As to the other election, well, I see that I said this four years ago. Not sure I'd be as optimistic anymore, not that I was much back then. Instead, it's time to quote Herman Wouk again, once again on his grandfather:
What my grandfather would think if he knew that the awesome Guide for the Perplexed was available in a paper-bound English translation for less than two dollars, and that American college boys skimmed it in a weekend and wrote confident twenty-paged theses on it, I cannot imagine. My grandfather always retained the impression that America, at least the Jewish part he knew, was more or less mad.

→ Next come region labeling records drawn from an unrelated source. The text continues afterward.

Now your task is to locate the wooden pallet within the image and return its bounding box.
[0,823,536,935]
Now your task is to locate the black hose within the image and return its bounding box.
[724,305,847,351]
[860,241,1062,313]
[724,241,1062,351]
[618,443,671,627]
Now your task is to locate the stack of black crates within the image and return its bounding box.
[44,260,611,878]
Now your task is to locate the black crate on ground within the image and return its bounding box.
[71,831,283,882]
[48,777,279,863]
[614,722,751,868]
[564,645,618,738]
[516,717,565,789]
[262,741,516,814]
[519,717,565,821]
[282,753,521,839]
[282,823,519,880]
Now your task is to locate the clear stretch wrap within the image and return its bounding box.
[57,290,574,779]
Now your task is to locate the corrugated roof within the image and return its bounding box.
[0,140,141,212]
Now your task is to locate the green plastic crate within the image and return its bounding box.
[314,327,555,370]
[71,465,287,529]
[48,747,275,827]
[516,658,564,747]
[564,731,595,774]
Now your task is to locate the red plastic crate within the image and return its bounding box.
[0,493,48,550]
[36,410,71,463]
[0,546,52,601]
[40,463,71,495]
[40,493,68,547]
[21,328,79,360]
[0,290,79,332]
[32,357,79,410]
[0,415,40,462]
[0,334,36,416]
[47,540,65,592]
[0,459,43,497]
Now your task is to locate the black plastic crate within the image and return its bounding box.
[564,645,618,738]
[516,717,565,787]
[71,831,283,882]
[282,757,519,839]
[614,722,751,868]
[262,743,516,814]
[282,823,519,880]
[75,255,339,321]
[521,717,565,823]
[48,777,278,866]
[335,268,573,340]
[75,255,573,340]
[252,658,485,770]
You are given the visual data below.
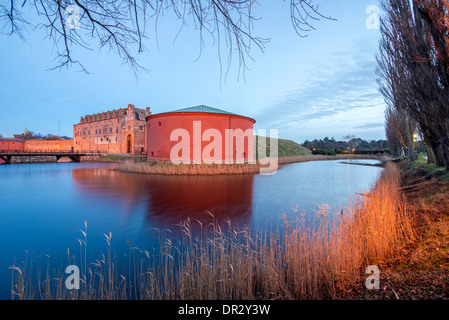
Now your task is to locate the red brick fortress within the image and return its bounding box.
[73,104,151,155]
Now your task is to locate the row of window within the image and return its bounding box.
[82,111,126,122]
[75,122,144,137]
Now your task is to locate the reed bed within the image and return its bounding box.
[11,164,414,300]
[111,155,387,175]
[111,160,260,175]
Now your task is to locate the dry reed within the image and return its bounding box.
[12,164,414,300]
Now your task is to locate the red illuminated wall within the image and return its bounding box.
[147,112,256,163]
[25,139,73,152]
[0,138,25,151]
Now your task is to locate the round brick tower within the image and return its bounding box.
[146,105,256,163]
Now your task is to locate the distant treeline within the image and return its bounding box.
[302,135,389,155]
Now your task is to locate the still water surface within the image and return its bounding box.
[0,160,381,299]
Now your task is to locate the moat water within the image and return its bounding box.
[0,160,381,299]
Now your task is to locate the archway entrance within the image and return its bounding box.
[126,134,132,153]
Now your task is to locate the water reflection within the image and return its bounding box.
[72,168,254,228]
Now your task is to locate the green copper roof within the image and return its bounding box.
[167,105,236,115]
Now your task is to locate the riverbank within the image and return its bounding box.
[7,163,413,300]
[341,160,449,300]
[107,154,391,175]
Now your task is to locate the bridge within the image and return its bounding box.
[0,150,107,164]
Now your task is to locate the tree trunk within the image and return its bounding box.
[425,142,435,164]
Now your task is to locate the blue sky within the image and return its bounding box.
[0,0,385,142]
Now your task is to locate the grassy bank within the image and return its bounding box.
[111,155,388,175]
[340,157,449,300]
[8,164,415,300]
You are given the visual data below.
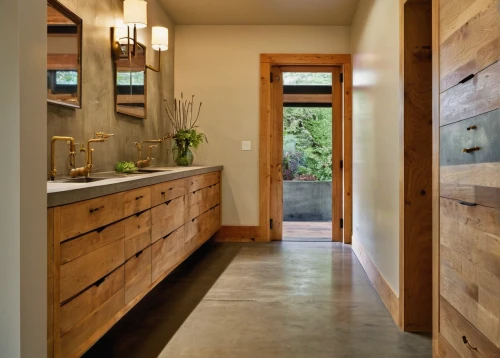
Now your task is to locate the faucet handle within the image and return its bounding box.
[95,132,114,139]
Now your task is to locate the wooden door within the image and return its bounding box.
[269,66,283,241]
[269,66,344,242]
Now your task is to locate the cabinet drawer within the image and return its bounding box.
[123,187,151,217]
[187,172,220,193]
[185,206,219,252]
[439,297,500,358]
[124,210,151,259]
[60,238,125,302]
[60,288,125,357]
[440,0,500,91]
[60,221,125,265]
[151,178,189,206]
[151,196,185,242]
[151,226,185,282]
[125,246,151,304]
[60,266,125,336]
[60,193,124,241]
[185,184,220,222]
[440,198,500,347]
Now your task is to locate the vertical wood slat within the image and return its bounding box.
[343,63,353,244]
[432,0,440,357]
[271,66,283,241]
[259,62,271,241]
[332,67,343,242]
[400,1,432,332]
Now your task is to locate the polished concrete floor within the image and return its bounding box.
[85,242,431,358]
[283,221,332,242]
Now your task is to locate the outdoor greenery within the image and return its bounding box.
[282,73,332,181]
[283,108,332,181]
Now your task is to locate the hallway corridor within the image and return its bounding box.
[84,242,431,358]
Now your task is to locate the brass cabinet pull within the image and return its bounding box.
[462,336,477,351]
[462,147,481,153]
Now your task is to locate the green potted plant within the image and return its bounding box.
[164,93,208,167]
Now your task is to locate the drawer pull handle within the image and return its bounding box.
[462,147,481,153]
[462,336,477,351]
[458,201,477,206]
[458,74,474,84]
[89,206,104,214]
[94,277,106,287]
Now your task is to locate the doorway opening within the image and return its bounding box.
[281,71,333,241]
[259,54,352,244]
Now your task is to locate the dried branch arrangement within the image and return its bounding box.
[164,93,203,133]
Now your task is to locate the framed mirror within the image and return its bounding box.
[47,0,82,108]
[115,38,147,119]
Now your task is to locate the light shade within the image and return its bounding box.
[123,0,148,29]
[151,26,168,51]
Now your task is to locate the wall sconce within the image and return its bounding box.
[146,26,168,72]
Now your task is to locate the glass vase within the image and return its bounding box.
[172,147,194,167]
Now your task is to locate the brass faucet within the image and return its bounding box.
[69,132,114,178]
[135,138,164,168]
[49,136,76,180]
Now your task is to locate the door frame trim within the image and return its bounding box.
[259,54,352,244]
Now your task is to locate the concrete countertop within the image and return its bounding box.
[47,165,223,208]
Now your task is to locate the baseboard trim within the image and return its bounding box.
[352,236,401,329]
[215,226,262,242]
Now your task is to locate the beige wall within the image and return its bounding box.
[0,0,47,358]
[46,0,175,175]
[351,0,403,294]
[175,26,350,225]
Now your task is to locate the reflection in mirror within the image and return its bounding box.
[115,38,147,118]
[47,0,82,108]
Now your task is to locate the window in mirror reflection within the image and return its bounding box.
[47,0,82,108]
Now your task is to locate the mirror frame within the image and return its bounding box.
[111,37,148,119]
[47,0,83,108]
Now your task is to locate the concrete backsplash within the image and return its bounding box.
[47,0,174,175]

Make that more. Much more. And especially Jews, but everyone else too.

I am left with Ben Hecht, writing of Malchiel Greenwald, probably standing just around that same Steimatsky's, just under fifty-nine years ago:
As is his daily habit, Malchiel has had a satisfactory conference with God in his synagogue. Whatever else you can say about Israel, it is a satisfactory thing to be able to stand in practically the same place in which your forefathers stood twenty-five hundred years ago and offer God unchanged hallelujahs.
Amen, Ben. That was me, this morning. (And, of course, you can say plenty of other good things about Israel as well.) I will admit that the One and teh gays [tm, sic, sick, whatever] were among the things that got me out of the US, but Israel pulled for much better reasons.